Splitting pages of PDFs?

halloleo · March 5, 2025, 6:37am

I have scannend PDFs with two real A4 pages on one A3 PDF page, like this:

Can DEVONthink cut pages like this into two?

Or is there annother tool out there doing this easily?

Many thanks for any pointers!

cgrunenberg · March 5, 2025, 7:21am

DEVONthink doesn’t support this but you could use Preview.app and Tools > Rectangular Selection. Select & copy the first page, then use File > New from Clipboard and save the page as a PDF, afterwards process the second page the same way.

NickLowe · March 5, 2025, 10:19am

I use PDF Scissor, a cheap one-trick app that does exactly and only this.

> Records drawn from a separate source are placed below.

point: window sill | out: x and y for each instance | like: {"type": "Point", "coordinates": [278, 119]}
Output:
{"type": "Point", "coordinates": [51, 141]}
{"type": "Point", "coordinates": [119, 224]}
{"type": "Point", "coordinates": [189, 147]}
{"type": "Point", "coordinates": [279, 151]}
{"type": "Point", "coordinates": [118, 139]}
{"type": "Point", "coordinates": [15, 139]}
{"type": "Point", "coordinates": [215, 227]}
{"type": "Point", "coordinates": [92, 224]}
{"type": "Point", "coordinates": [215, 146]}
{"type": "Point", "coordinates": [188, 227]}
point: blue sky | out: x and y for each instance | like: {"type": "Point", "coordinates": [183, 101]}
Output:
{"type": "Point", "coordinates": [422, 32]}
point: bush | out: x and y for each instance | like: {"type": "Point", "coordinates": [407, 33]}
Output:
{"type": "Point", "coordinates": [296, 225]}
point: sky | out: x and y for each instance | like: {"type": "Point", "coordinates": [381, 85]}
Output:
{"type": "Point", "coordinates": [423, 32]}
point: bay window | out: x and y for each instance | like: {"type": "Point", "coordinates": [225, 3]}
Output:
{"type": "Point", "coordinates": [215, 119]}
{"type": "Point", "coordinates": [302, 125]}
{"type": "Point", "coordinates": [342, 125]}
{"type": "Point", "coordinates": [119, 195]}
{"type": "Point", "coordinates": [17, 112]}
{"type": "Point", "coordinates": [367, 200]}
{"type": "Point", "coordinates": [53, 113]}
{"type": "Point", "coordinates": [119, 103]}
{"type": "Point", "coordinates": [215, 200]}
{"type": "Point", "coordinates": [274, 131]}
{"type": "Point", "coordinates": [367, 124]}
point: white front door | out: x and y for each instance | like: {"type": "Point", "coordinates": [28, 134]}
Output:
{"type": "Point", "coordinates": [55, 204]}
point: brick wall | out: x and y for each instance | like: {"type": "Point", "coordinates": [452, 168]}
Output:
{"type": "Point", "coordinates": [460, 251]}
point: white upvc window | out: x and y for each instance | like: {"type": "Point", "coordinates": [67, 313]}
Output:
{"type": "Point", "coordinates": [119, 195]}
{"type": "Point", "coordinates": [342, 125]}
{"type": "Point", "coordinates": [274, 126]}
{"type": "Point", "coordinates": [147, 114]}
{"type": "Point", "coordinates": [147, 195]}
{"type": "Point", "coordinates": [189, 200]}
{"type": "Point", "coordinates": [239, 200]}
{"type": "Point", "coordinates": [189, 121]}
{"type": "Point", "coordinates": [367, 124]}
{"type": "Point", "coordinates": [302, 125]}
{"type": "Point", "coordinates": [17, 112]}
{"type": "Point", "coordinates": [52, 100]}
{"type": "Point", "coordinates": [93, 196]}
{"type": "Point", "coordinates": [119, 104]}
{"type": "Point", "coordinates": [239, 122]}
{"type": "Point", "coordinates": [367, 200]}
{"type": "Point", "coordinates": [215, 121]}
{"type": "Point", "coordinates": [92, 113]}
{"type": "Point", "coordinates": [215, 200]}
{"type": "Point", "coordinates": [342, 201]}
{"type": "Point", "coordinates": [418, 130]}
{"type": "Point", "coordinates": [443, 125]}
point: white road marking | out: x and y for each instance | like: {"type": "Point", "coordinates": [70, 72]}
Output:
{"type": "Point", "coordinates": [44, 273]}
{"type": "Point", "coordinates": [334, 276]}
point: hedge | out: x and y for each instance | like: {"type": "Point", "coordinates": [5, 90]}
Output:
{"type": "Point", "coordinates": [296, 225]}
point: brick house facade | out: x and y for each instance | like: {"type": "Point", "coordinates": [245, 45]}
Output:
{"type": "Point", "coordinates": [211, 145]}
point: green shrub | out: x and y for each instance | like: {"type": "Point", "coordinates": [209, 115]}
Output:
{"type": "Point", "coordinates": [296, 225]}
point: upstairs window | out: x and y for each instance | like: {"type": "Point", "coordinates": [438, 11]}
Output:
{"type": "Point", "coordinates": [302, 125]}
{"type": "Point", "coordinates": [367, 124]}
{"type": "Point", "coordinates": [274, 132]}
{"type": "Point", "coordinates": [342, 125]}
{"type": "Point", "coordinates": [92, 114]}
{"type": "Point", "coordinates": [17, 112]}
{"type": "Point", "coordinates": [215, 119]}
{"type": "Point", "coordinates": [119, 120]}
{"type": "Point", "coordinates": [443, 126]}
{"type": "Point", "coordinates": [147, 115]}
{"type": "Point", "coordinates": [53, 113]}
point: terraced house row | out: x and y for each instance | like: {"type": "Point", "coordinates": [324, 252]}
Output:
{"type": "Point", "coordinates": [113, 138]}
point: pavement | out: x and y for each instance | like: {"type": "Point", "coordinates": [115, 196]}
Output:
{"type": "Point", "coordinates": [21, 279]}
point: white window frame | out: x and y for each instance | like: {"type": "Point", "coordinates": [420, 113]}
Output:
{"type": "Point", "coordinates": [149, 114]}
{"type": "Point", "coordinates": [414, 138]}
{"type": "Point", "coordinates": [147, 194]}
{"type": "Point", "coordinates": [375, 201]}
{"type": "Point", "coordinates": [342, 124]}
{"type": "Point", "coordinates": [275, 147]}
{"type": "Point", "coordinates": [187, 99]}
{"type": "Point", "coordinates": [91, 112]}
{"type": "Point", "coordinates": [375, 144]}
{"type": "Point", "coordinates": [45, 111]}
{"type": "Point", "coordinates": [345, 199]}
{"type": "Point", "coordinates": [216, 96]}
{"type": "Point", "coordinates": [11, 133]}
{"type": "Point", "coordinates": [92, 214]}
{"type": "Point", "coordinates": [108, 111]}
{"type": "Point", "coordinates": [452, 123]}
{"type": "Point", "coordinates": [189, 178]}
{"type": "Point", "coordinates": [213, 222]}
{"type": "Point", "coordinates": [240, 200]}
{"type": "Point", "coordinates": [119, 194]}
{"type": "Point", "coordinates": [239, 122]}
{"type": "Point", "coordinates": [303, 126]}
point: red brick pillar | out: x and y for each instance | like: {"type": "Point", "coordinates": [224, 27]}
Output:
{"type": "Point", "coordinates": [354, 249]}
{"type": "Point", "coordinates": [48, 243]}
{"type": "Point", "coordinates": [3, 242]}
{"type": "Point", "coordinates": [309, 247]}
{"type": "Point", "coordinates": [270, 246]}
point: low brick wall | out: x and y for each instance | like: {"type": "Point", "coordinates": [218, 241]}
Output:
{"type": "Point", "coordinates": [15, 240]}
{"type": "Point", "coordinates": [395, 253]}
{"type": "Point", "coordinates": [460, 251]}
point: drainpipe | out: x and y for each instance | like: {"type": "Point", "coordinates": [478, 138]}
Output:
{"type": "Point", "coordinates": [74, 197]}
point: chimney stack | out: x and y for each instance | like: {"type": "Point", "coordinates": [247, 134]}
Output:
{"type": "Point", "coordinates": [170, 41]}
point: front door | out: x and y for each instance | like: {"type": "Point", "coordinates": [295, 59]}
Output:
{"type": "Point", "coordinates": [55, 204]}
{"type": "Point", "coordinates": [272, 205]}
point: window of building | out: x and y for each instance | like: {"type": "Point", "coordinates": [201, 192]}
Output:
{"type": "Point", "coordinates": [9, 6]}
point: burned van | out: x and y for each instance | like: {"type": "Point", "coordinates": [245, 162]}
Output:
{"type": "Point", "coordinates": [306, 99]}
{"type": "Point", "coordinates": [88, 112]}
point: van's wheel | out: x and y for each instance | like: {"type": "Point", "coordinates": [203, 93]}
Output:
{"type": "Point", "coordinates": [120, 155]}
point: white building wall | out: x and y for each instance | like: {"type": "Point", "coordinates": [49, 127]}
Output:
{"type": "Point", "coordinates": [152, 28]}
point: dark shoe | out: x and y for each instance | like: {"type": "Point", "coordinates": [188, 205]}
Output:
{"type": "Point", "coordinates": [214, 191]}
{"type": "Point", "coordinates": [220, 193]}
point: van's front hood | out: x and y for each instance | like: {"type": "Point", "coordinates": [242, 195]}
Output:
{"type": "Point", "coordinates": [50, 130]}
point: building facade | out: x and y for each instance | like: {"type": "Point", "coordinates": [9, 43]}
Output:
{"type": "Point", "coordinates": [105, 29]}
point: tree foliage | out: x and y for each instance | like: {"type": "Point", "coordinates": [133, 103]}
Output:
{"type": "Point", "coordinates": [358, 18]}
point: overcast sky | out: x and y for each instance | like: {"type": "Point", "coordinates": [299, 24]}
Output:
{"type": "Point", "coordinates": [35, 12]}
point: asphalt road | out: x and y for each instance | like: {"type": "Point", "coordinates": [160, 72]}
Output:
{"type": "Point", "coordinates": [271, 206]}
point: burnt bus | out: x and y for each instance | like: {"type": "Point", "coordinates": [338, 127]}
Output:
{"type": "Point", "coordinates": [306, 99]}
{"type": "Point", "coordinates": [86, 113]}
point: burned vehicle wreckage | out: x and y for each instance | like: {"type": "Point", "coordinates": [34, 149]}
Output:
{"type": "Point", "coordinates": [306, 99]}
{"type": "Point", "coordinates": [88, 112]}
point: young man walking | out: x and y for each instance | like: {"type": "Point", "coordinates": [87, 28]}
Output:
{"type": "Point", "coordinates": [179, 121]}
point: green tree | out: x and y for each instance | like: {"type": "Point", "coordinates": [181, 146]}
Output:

halloleo · April 15, 2025, 7:43am

Works well indeed. Thanks for the tip.

lerone · April 15, 2025, 12:42pm

FWIW – I was just sitting above a very similar challenge (problem), but, I have a slightly different use case. but, I thought this might also be interesting / useful for people
a) with a similar requirement (auto-splitting of PDFs)
b) a workflow in ‘the image department’. but I also think this could well be used outside of the image centered domain.

this script splits pdf around pages and uses the first text line found (in a sanitized way) as title for the resulting (page-)PDFs.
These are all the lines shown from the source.